Komisja Europejska nie jest przeciwna odwołaniu do Boga w unijnej konstytucji
Komisja Europejska pod przewodnictwem Jose Barroso nie zajmuje już tak zdecydowanego stanowiska przeciwko umieszczeniu w unijnej konstytucji odwołania do chrześcijańskich korzeni Europy.
Rzecznik Komisji Europejskiej Johannes Laitenberger odmówił potwierdzenia, iż Komisja Europejska zajmuje dziś takie samo stanowisko, jakie zajmowała jeszcze niedawno, pod przewodnictwem Romano Prodiego, kiedy w Konwencie negocjowano kształt unijnej konstytucji.
Wówczas KE stanęła po stronie takich krajów jak Francja i Belgia, i była zdecydowanie przeciwna umieszczeniu odwołania do Boga w konstytucji.
Temat powrócił wraz z deklaracją kanclerz Niemiec Angeli Merkel. Po spotkaniu z papieżem Benedyktem XVI powiedziała, iż Unia Europejska potrzebuje tożsamości europejskiej w postaci kontraktu konstytucyjnego. Według mnie musi być w nim odniesienie do chrześcijaństwa i Boga, ponieważ chrześcijaństwo w decydujący sposób ukształtowało Europę - oświadczyła niemiecka kanclerz.

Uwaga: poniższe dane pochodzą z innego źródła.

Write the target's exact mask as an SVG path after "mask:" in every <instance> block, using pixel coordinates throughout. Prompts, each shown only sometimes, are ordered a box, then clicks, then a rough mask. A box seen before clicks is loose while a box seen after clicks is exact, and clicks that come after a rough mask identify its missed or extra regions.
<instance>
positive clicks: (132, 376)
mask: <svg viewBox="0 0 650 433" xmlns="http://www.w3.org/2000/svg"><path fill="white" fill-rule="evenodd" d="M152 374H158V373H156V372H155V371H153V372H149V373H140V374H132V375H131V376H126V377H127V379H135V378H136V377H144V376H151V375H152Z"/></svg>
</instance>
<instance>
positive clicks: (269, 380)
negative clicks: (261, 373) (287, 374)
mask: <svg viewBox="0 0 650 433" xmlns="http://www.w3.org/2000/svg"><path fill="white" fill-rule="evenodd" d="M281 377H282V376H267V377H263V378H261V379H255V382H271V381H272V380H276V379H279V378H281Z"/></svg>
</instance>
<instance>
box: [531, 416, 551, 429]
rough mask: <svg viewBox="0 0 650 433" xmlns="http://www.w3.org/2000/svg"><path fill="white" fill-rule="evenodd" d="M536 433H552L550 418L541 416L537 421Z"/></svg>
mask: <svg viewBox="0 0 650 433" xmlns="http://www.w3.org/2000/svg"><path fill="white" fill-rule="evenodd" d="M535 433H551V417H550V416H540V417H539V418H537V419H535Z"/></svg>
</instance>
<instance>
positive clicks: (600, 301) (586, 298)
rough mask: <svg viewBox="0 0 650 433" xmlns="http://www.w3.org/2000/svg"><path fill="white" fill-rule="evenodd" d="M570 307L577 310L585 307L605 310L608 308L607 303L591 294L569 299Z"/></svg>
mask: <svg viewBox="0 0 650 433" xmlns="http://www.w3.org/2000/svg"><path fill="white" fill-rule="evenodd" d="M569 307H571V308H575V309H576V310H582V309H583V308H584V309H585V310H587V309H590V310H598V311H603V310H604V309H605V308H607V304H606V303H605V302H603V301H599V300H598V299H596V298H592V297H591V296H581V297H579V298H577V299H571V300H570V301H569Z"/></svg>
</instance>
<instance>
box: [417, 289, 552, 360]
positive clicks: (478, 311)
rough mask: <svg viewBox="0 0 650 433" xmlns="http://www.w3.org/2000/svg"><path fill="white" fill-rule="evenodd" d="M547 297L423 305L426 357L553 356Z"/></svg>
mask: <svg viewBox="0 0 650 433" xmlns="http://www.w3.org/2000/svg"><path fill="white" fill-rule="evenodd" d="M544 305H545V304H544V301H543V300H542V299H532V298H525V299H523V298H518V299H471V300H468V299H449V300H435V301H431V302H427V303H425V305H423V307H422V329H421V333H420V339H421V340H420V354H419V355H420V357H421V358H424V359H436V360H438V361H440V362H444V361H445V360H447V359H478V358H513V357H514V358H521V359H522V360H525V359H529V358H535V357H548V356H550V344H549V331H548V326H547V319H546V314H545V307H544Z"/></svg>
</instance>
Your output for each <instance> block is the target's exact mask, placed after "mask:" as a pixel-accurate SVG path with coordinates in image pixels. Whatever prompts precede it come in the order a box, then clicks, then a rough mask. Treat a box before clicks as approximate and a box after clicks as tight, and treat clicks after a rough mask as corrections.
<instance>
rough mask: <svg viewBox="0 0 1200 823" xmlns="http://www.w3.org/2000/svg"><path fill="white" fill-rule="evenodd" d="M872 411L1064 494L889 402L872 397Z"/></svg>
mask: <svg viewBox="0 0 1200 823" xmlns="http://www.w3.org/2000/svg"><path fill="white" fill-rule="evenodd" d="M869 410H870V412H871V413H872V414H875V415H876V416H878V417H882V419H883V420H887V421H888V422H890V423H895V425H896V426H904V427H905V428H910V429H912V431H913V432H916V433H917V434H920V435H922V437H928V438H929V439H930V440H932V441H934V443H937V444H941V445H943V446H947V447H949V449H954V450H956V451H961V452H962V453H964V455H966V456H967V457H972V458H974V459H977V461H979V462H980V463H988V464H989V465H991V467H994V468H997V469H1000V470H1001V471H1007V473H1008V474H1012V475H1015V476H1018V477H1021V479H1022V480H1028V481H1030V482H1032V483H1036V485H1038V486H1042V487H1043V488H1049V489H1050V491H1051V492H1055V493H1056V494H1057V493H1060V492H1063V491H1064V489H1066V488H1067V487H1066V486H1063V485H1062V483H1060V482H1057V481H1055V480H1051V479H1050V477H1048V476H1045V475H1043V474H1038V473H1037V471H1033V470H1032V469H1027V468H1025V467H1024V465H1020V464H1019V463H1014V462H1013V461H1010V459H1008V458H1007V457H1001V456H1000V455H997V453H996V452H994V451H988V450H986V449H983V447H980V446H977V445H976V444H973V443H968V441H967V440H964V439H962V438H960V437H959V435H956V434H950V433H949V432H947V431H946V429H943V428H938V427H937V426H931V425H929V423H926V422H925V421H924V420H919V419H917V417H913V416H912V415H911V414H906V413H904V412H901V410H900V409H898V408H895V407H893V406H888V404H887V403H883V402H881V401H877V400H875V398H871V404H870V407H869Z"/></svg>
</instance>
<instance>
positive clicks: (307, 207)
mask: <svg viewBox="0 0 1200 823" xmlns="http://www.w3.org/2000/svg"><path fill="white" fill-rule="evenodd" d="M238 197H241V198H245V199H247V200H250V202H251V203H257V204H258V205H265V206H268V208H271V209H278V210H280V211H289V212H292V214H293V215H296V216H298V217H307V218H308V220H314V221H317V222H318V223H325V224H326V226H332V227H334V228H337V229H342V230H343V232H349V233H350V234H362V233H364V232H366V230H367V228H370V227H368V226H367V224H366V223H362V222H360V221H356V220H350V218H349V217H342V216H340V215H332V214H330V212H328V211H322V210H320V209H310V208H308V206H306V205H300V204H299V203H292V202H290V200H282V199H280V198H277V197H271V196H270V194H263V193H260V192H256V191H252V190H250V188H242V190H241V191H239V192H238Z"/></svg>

Pytany o reakcję Komisji Europejskiej w tej sprawie, Laitenberger unikał konkretnej odpowiedzi, podkreślając, że o ewentualnych zmianach w traktacie konstytucyjnym zdecydują ostatecznie kraje członkowskie, a nie KE.
Anonimowy funkcjonariusz KE powiedział jednak, że KE pod przewodnictwem Portugalczyka Jose Barroso, zdeklarowanego katolika, jest otwarta na debatę w tej sprawie.
Dziś jest inny skład Komisji Europejskiej i przede wszystkim inny kontekst. Potrzebujemy potwierdzenia naszych wartości - powiedział.